Autor:Christian Baron

1985
Schriftsteller · Literatur · Gesellschaft · 20. Jahrhundert
LiteraturGesellschaft


Christian Baron, 1985 in Kaiserslautern geboren, hat die Kindheit in Armut und Gewalt als Roman geschrieben, der Soziologie ist. Ein Mann seiner Klasse von 2020 erzählt den Vater, der schlägt, und den Sohn, der entkommt und die Scham mitnimmt.

Leben

Kaiserslautern, die Bücher als Flucht, Journalismus, Berlin. Der Umweg ist die Wohnung: Wer aufsteigt, bleibt der Junge, der sich duckte. Baron lebt in Berlin.

Wirkung

Baron hat der deutschen Eribon-Debatte ein Buch aus dem eigenen Milieu gegeben, ohne Übersetzung. Kritik nannte Unmittelbarkeit. Geblieben ist der Vater.

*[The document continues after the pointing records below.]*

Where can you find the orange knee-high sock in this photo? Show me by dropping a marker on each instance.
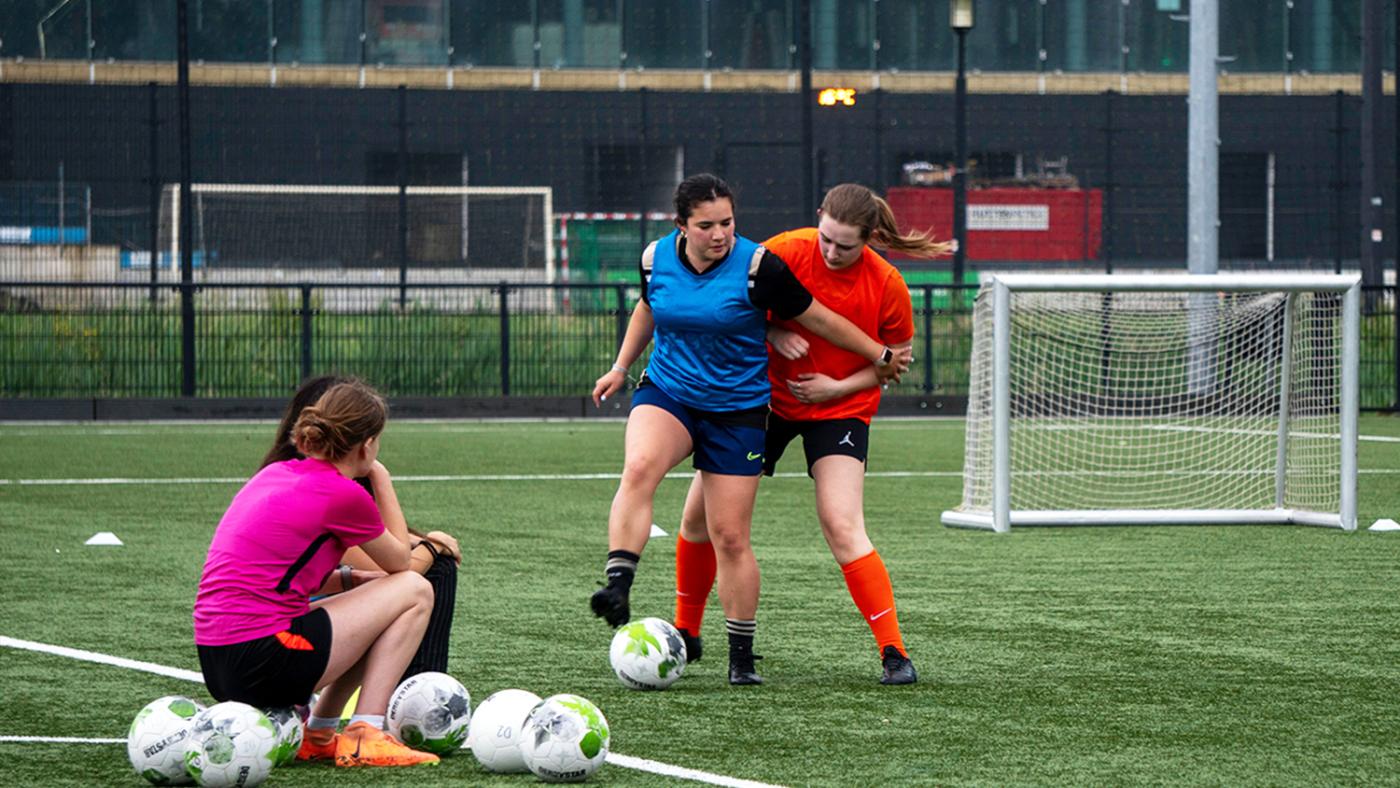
(870, 587)
(695, 578)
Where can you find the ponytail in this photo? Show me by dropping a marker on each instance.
(347, 414)
(854, 205)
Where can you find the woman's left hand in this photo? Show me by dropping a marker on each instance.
(814, 387)
(361, 577)
(447, 543)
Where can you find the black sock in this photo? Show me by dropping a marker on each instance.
(741, 636)
(620, 568)
(431, 654)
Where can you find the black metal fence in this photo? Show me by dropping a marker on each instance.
(445, 340)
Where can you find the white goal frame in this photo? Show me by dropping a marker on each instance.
(545, 192)
(1001, 289)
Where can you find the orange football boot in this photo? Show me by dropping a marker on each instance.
(366, 745)
(318, 743)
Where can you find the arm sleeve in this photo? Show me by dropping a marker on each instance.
(776, 290)
(354, 518)
(896, 312)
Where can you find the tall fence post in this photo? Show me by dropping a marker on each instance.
(153, 224)
(928, 338)
(506, 339)
(305, 332)
(186, 247)
(622, 312)
(403, 196)
(1395, 340)
(1106, 226)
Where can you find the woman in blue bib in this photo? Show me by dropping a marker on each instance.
(706, 294)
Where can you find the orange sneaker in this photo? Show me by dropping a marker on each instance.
(318, 743)
(366, 745)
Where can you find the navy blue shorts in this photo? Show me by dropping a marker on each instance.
(728, 442)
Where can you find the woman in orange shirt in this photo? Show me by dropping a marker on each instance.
(828, 396)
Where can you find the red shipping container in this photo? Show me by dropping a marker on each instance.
(1010, 224)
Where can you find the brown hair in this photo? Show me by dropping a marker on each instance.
(307, 395)
(854, 205)
(343, 417)
(700, 188)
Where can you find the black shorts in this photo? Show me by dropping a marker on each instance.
(725, 441)
(842, 437)
(279, 669)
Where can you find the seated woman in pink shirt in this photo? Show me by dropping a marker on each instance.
(261, 638)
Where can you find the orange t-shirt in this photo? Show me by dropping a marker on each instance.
(868, 293)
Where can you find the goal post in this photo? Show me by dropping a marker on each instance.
(493, 231)
(1152, 399)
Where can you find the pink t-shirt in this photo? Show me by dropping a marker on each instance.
(283, 533)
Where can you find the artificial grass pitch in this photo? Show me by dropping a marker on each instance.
(1074, 655)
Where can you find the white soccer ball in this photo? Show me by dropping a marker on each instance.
(290, 731)
(230, 743)
(430, 711)
(494, 734)
(156, 741)
(647, 654)
(566, 739)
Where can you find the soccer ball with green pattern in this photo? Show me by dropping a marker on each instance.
(430, 711)
(566, 739)
(156, 741)
(647, 654)
(290, 731)
(231, 743)
(496, 729)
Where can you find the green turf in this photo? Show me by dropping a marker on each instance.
(1094, 655)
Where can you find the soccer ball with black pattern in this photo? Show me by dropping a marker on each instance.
(566, 739)
(430, 711)
(290, 731)
(647, 654)
(157, 736)
(231, 745)
(496, 729)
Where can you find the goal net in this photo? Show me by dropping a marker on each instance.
(1162, 399)
(363, 233)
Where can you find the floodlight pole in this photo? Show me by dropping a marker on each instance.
(961, 21)
(186, 226)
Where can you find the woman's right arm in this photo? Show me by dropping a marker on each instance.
(388, 552)
(639, 333)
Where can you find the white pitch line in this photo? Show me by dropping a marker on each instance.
(118, 480)
(59, 741)
(104, 659)
(625, 762)
(438, 477)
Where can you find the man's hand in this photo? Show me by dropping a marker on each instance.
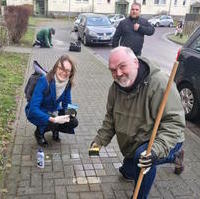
(146, 161)
(62, 119)
(136, 26)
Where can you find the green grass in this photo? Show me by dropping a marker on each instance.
(177, 39)
(27, 39)
(12, 68)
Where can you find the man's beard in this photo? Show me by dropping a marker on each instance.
(124, 81)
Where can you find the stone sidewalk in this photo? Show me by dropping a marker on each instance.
(69, 172)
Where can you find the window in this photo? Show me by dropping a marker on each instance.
(159, 1)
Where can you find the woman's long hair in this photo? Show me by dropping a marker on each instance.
(60, 61)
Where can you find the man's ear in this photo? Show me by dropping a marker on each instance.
(136, 62)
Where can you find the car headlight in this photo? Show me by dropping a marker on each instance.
(113, 32)
(92, 33)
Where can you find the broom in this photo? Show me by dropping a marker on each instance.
(157, 122)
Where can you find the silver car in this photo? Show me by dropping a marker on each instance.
(163, 20)
(116, 18)
(95, 29)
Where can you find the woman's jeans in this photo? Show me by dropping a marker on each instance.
(132, 170)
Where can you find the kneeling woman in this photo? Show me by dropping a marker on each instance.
(51, 97)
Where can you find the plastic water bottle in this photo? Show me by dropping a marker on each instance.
(40, 158)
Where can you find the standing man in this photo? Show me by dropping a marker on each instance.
(44, 38)
(132, 106)
(130, 31)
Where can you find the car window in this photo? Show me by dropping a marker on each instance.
(98, 21)
(196, 44)
(82, 21)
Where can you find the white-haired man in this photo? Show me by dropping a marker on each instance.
(132, 106)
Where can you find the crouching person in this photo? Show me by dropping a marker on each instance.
(48, 107)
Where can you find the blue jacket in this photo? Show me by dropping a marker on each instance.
(43, 103)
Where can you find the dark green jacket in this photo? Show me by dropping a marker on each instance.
(131, 116)
(44, 36)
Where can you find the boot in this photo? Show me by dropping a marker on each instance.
(179, 167)
(55, 136)
(40, 138)
(34, 44)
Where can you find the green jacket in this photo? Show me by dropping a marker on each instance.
(131, 116)
(44, 36)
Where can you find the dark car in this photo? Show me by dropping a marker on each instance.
(95, 29)
(188, 76)
(163, 20)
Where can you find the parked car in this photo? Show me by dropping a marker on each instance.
(77, 21)
(116, 18)
(163, 20)
(188, 76)
(95, 29)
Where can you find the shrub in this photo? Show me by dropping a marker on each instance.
(3, 36)
(29, 8)
(16, 19)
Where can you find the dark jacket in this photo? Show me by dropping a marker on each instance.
(44, 36)
(40, 107)
(126, 36)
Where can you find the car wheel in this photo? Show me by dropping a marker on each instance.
(85, 40)
(190, 99)
(78, 36)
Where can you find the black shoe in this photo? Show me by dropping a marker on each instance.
(125, 176)
(179, 167)
(40, 139)
(55, 136)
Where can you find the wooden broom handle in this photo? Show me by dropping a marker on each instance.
(157, 122)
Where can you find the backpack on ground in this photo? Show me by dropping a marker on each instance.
(29, 88)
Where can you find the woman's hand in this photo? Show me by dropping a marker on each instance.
(60, 119)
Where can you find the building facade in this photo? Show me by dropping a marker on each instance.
(73, 7)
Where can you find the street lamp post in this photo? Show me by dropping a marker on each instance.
(170, 3)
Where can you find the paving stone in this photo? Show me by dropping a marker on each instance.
(78, 167)
(95, 187)
(93, 195)
(65, 181)
(60, 192)
(53, 175)
(69, 171)
(80, 173)
(73, 196)
(36, 179)
(48, 186)
(88, 166)
(100, 172)
(98, 166)
(77, 188)
(90, 173)
(93, 180)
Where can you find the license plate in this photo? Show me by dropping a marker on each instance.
(105, 38)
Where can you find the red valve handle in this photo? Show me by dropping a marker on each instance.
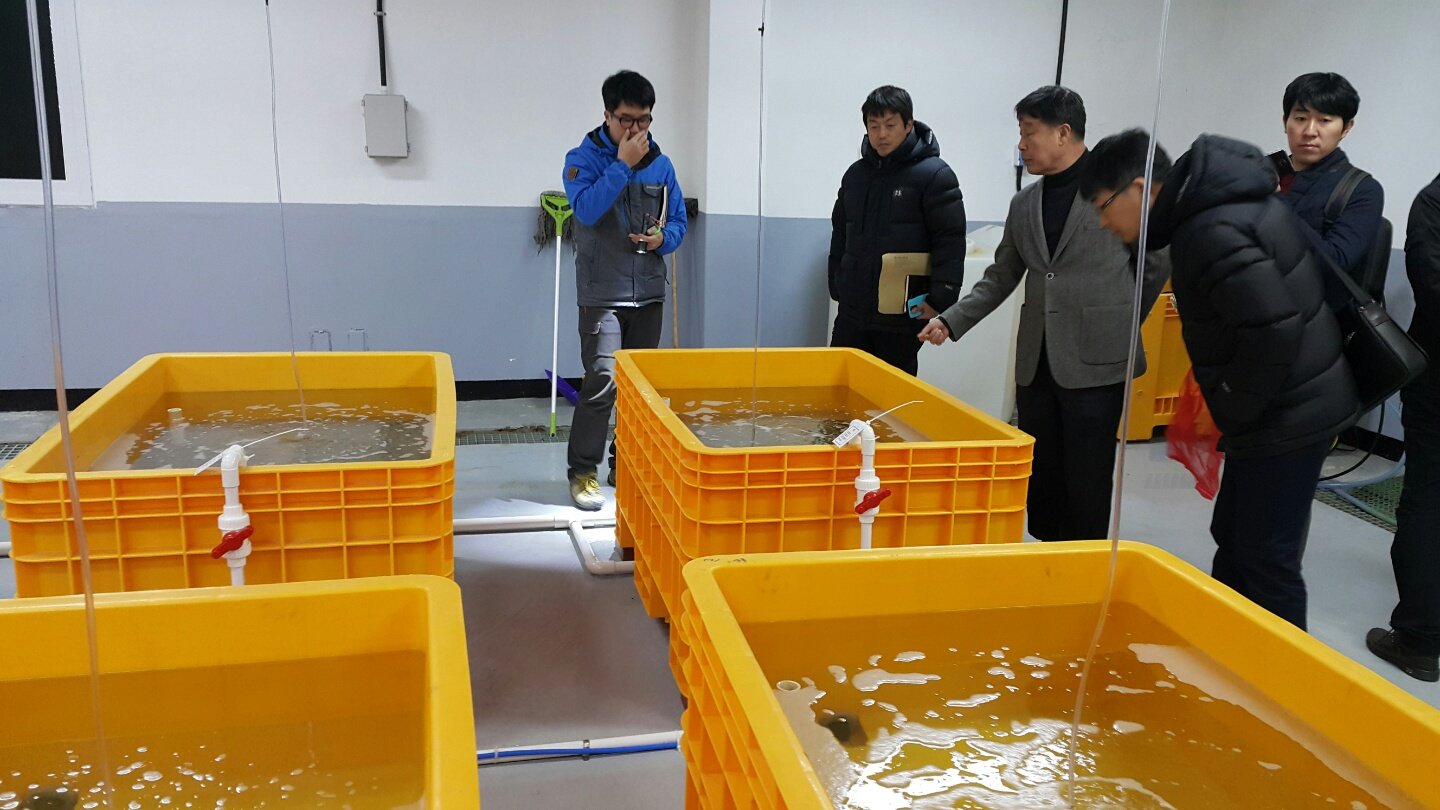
(871, 500)
(232, 541)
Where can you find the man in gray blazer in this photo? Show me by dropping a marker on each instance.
(1074, 326)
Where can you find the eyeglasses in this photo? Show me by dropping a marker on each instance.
(1115, 196)
(628, 121)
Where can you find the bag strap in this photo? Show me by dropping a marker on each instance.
(1339, 198)
(1334, 206)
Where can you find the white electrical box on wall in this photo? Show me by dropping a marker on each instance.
(385, 130)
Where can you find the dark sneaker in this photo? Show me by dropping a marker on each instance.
(585, 492)
(1390, 647)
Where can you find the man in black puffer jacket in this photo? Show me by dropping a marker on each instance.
(1265, 348)
(899, 198)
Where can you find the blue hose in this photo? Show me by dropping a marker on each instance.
(496, 755)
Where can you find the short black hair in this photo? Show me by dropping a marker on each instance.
(887, 98)
(1322, 92)
(1054, 105)
(1118, 160)
(628, 87)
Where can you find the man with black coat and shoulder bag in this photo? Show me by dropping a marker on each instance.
(1266, 349)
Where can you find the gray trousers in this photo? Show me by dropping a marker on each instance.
(605, 330)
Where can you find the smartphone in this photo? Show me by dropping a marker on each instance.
(1282, 163)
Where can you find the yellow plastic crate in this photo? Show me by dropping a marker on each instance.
(1155, 394)
(742, 753)
(376, 670)
(156, 528)
(965, 486)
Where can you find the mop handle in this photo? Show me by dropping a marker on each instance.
(555, 335)
(559, 209)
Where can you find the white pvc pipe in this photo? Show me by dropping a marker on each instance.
(866, 482)
(575, 526)
(576, 747)
(526, 523)
(589, 561)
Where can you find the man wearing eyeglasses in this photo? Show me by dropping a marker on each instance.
(628, 214)
(1074, 327)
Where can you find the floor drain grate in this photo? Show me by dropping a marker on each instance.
(1377, 502)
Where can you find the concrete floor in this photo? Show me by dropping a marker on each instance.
(559, 655)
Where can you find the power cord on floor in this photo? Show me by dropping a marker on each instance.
(1374, 443)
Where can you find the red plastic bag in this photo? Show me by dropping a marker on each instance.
(1193, 437)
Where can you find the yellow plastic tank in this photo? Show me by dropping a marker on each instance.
(321, 693)
(678, 497)
(952, 670)
(156, 528)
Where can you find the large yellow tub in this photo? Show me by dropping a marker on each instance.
(678, 497)
(323, 693)
(156, 528)
(992, 639)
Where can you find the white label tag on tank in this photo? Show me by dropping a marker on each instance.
(848, 434)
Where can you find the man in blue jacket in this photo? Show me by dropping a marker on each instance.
(630, 214)
(1319, 113)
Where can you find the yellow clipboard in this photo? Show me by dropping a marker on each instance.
(896, 271)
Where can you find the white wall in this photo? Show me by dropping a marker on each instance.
(965, 65)
(959, 62)
(179, 95)
(1227, 65)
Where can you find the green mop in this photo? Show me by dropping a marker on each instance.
(558, 208)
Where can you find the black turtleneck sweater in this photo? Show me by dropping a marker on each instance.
(1057, 193)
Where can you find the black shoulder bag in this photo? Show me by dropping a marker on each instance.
(1381, 356)
(1380, 353)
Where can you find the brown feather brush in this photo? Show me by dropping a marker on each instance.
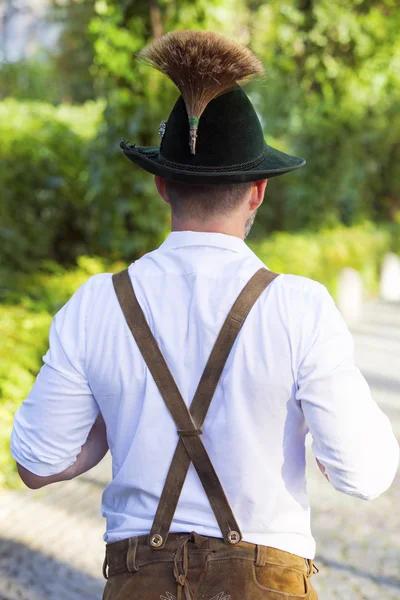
(203, 65)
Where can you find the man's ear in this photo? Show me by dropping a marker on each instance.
(160, 185)
(257, 193)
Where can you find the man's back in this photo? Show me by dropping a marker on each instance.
(291, 368)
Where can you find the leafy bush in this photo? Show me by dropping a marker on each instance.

Wer ihn nur als Aufsteiger führt, unterschlägt die Gewalt. Wer nur die Gewalt kennt, unterschlägt die Prosa.

Werke

In Auswahl außerdem: Schön ist die Nacht, Ein Mann seiner Zeit.

Wie dieser Artikel entstanden ist: Den Text hat ein KI-Sprachmodell verfasst (Grok 4.6, xAI). Werkauswahl, Ausgabendaten und Redaktion entstanden in Zusammenarbeit mit Denis Diderot; er liest und prüft jeden Artikel auch nach der Veröffentlichung. Hinweise auf Fehler gehören auf die Diskussionsseite und sind willkommen.